I'm not telling. The point of this column is not to reveal my secrets (and who knows? Maybe my greatest, and most boring, secret is that I do not have one), but to muse on why we have them. Are secrets necessary for our sanity? Do we need to have a secret because we need to stake a claim on something that is ours alone?
Living in a society where privacy has become a more and more foreign commodity, maybe having a secret or two is healthy. Maybe, in order to maintain psychological health, it's good to hold something back, to know something about oneself, whether it's a fact or a disposition, so that we caress this dark thing when no one else is around.
Would people be shocked by my secrets, especially the ones that revolve around sex? Would they be shocked by yours? There was a time when my gay life was a secret and I know that harboring that fact became an unbearable burden, unhealthy.

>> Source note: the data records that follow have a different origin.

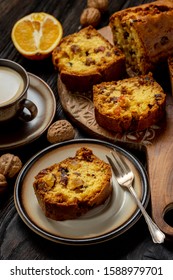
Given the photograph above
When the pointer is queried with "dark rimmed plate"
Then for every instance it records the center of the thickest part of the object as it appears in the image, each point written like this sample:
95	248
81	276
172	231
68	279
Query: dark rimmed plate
18	133
117	215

What if the fact that the secrets I now harbor are merely a holdover from that time spent miserably in the closet, being loved and befriended for a person whom I knew I was not? What if my need for a secret or two is simply habit, learned from years of wearing a mask?
I like to think that the current state of my secrets, however boring, titillating, or downright shocking, are healthy and nothing like being in the closet. We all hold something back, don't we? Why we do it is what intrigues me. Is it from shame? Is it from a fear that we will not be loved if a deed or desire is exposed to the light? Or is it because we all need to have something that is ours alone, whether that thing is ongoing, a wish for the future, or something that we did in the past? I think it's the latter. Secrets can be a way of loving ourselves, knowing ourselves, and of keeping some of that, no matter how large or small, to ourselves and to those whose opinion will never matter (how many strangers know your secret?). A secret can be your best friend … and a whisper, or a mute smile, its best expression.